Il periodo a cavallo tra l’estate e l’autunno invoglia tutti a fare conserve: insieme alle ultime disponibilità di ortaggi e frutti estivi, si affacciano i primi ingredienti utili per chi ama fare queste lavorazioni casalinghe. Ma che differenza c’è tra marmellate, confetture e composte?
Sui social impazzano video di ogni genere, dove, tra suggerimenti corretti e notizie infondate, si susseguono carrellate di preparazioni di vario genere, dove quello che manca davvero è un po’ di chiarezza. Cominciamo dicendo che le marmellate sono solo di agrumi, pertanto questo termine si può usare solo ed esclusivamente se state trattando arance, limoni, mandarini, pompelmi, cedri, bergamotti. Seguendo la stagionalità dei prodotti italiani, le marmellate possono essere fatte solo in determinati mesi, in particolare le arance si trovano dal mese di novembre, insieme ai mandarini. Qui no alle ”marmellate” di susine, di fragole, di pesche, di more… in questo caso parliamo di confetture. Ma vediamo nel dettaglio quali sono le differenze secondo la direttiva UE 2001/113/CE.

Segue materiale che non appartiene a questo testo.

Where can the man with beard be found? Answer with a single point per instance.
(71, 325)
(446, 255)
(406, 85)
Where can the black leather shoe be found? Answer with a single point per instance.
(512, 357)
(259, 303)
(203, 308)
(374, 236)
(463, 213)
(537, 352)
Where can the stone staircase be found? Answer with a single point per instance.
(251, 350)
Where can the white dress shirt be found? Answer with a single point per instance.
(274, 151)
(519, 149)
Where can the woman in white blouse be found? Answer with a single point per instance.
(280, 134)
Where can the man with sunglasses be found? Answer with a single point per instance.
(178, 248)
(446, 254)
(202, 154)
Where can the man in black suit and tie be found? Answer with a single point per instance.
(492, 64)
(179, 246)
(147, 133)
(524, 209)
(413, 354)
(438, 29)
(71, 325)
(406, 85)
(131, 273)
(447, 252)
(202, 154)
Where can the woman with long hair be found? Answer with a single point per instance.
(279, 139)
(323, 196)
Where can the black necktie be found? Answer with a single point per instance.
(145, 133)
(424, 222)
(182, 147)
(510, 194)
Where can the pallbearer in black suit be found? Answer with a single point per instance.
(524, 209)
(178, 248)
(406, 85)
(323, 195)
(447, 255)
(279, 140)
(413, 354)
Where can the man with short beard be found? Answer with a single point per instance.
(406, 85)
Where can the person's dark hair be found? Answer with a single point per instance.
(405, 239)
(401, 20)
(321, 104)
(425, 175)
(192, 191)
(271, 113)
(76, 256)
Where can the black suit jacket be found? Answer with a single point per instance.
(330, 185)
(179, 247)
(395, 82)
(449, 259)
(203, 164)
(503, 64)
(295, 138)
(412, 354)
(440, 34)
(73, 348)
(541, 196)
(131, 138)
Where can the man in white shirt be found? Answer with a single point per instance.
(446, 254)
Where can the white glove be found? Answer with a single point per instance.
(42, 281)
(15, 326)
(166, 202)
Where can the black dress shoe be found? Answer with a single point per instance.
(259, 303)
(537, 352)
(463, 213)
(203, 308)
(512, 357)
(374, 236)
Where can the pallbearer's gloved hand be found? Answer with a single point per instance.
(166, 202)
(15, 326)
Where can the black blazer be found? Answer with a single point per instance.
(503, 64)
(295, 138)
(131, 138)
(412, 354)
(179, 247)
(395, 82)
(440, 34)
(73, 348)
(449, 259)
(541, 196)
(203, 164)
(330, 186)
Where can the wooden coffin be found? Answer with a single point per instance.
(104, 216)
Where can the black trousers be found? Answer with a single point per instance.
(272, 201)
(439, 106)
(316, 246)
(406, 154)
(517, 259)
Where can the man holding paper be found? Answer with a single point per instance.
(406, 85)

Le confetture hanno più frutta, con una percentuale minima del 35%, le confetture extra hanno almeno il 45% di frutta: le marmellate, quindi, contengono più zucchero. Bisogna considerare la materia prima di partenza: se gli agrumi sono potenzialmente più aspri, gli altri tipi di frutta tendono a concentrare gli zuccheri man mano che vanno avanti nel processo di maturazione. Pertanto nel bilanciamento totale del sapore, si prevede, per legge, che le confetture contengano meno zuccheri: queste sono le indicazioni generali, ma nello specifico bisogna sempre considerare il prodotto. Va anche detto che la presenza di zucchero garantisce una buona shelf life del prodotto, pertanto se questa componente non è naturalmente presente in quantità elevata nel frutto di partenza, occorre procedere con una lavorazione che garantisca il giusto bilanciamento per assicurare la conservabilità. Sfruttiamo il potere igroscopico dello zucchero che porta l’aW ad un valore piuttosto basso: il parametro dell’aW (activity water) ci permette di rilevare la presenza di acqua libera e acqua legata nella matrice alimentare, condizione in base alla quale si stabilisce la conservabilità del prodotto. La quantità di acqua libera nella matrice alimentare favorisce le reazioni chimiche e la crescita microbica: se abbiamo un basso valore di aW, significa che abbiamo più acqua legata e quindi una maggiore stabilità, con un ridotto rischio ridotto di deterioramento e degradazione. Nelle marmellate troviamo un minimo del 20% di frutta e, molto spesso, la scorza è inclusa nella preparazione a patto che il frutto sia biologico. Hanno un gusto molto intenso che risulta anche amarognolo per la presenza di oli essenziali. Chiaramente nelle lavorazioni artigianali possiamo variare nelle percentuali, arrivando anche a un 60 % di frutta per le confetture. Teniamo però presente che se abbiamo un minimo di 65% di frutta allora si parla di composta, una lavorazione che può anche arrivare ad un 100% di frutta senza aggiungere zuccheri: un prodotto finito che valorizza solo il sapore e gli zuccheri semplici presenti nella matrice alimentare. Se con i prodotti dolci possiamo scongiurare il rischio botulino con un adeguato quantitativo di zucchero (1:1), oppure acidificando con del succo di limone, nelle conserve salate dobbiamo necessariamente arrivare ad un pH inferiore a 4,6 per essere sicuri.